Query “results” are “returned” by way of messages: once resolved, nodes assemble an RDF dataset P containing the ground result G as a named graph, and a default graph that links the graph name with an IRI denoting the original (normalized) query by content-addressed URI via the ul:satisfies property. Provenance data describing the source or derivation of G will also be included in the default graph (this will be a necessary consequence of entailment under UnderlaySemantics: the integral dataset will only imply the validity of datasets that document every quad’s content-addressed source in the default graph, or some other minimal provenance requirement). This “result” dataset is sent as a message to the node that posed the query.

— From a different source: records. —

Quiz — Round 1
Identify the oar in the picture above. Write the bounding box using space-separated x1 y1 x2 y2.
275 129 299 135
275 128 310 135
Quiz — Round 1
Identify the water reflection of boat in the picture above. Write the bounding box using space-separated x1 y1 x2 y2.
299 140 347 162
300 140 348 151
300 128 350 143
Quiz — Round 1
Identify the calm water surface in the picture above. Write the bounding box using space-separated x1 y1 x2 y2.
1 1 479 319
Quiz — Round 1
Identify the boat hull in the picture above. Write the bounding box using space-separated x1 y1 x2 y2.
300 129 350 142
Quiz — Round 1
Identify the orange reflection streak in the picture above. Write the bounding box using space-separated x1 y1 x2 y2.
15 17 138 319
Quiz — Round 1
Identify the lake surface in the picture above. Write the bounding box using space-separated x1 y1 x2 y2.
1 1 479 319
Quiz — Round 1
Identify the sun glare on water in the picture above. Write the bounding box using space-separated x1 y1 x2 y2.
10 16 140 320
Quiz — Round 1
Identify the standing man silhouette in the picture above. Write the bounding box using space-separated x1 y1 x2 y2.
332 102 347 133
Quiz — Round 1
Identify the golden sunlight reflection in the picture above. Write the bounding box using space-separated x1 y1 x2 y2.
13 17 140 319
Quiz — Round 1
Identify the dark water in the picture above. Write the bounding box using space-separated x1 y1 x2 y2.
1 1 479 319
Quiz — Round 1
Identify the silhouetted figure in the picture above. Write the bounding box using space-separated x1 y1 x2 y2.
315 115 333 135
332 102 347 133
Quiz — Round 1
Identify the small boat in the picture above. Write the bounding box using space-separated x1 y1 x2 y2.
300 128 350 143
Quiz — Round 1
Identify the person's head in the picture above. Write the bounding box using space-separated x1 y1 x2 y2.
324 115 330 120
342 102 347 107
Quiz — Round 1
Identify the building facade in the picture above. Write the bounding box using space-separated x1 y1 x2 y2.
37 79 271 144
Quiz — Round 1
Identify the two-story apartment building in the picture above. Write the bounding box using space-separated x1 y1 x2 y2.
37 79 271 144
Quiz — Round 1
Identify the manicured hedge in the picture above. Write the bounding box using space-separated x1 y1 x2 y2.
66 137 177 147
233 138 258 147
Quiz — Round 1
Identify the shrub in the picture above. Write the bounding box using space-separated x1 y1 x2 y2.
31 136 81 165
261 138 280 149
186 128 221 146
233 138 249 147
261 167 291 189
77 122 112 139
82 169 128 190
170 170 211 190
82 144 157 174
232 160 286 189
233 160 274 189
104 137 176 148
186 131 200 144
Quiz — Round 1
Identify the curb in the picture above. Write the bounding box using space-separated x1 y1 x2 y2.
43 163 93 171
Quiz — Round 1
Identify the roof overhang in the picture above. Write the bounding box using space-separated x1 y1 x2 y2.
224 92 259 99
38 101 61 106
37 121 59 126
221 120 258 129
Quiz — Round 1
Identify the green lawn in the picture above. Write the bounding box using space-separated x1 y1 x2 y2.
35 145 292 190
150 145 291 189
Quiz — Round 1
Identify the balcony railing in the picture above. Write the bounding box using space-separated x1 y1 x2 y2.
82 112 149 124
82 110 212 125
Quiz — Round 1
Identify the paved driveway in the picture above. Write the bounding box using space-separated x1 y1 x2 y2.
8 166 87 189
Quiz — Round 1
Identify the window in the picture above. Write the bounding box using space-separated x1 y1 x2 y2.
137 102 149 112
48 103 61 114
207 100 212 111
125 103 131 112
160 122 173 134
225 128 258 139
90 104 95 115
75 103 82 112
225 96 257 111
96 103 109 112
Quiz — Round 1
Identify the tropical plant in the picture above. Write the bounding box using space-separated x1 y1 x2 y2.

Many nodes will have recursive query resolution strategies, involving forwarding subqueries to other nodes based on content heuristics and performing joins across the results. Nodes may use the default graph of queries to include meta-level statements that may assist, guide, or constrain resolution. Heuristics for analyzing and routing subqueries will be explored and possibly formalized in future versions of the protocols.

Static queries

Since each node's entailment regime must be a monotonic extension, we know that graphs entail themselves. This means that at the very least, queries can be used to match subgraphs of a node's local integral dataset.

Node queries

UnderlaySemantics also include the entailment of specific properties about nodes themselves, which are used in lieu of an API for the Underlay network itself. These properties are described in the Schema section below.

Integral dataset

The abstract “database” that nodes maintain is a collection of messages combined into a single RDF dataset through a new operation called integration that produces a set of normalized, content-labeled, and content-ground graphs.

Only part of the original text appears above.